What inspired you to work in STEM?
Technical innovations such as solar panels, electric vehicles, and intelligent data management systems are often seen by STEM scholars as solutions that will benefit society as a whole, while transforming the U.S. energy system. However, in my research I found that some communities see these technological innovations as incompatible with their socioeconomic, cultural, and environmental realities. Moreover, innovations can sometimes disproportionately reinforce the health and economic burdens of some groups while benefitting others, and thus serve to increase inequality and injustice.
My goal when engaging with STEM colleagues is to demonstrate the value of early-stage involvement of social science experts in examining the community realities and needs those emerging technologies seek to address for innovators to transform their energy systems in more equitable, inclusive, and sustainable ways.
What excites you about your work at the Energy Department?
I am thrilled by the idea of complementing the national labs’ capabilities with innovative mixed-methods aimed to examine the ways people adopt, or fail to adopt, climate and energy solutions and how this, in turn, unequally affects both sustainability and resilience. I love to be part of and lead research projects, and transdisciplinary groups ranging from international and national to city, and community based.

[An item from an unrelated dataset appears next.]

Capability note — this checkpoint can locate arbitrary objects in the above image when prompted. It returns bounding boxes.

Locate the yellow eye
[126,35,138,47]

In this work, I like to pay attention to all aspects of multi-stakeholder, multi-country research projects. Many of these efforts have often started with a disarrayed collection of ideas from diverse scholars and stakeholders, but I enjoy finding ways to speak to different disciplines and ways of knowing to create innovative, inclusive, and cohesive energy and sustainable solutions.
How can our country engage more women, girls, and other underrepresented groups in STEM?
Many STEM women, communities of color and other underrepresented groups are well prepared to enter the professional workforce but choose not to, or are excluded, due to persistent barriers to entry or advancement within organizations. Such barriers include implicit biases that are not broken by a focus on the individual behavior of underrepresented groups alone. Therefore, I suggest investing financial and human resources in programs fostering inclusion of women, minority, and underrepresented groups in high-level positions as well as in hiring and evaluation committees, and capacity building programs.
Do you have tips you'd recommend for someone looking to enter your field of work?
My main recommendation to any young scholar is to do what they are passionate about. Only in this way, will they be able to overcome obstacles, deal with frustrations, and take advantage of research, personal development, and networking opportunities.
When you have free time, what are your hobbies?
I love the outdoors. I try to open time during the day to run, hike or bike. I also love to play the piano, as it allows me to express my emotions and transport my mind to different places. Piano also helps me exploring feelings and ideas, and I like to share my piano pieces with family and friends twice a year, at the summer and winter recitals convened by my piano teacher.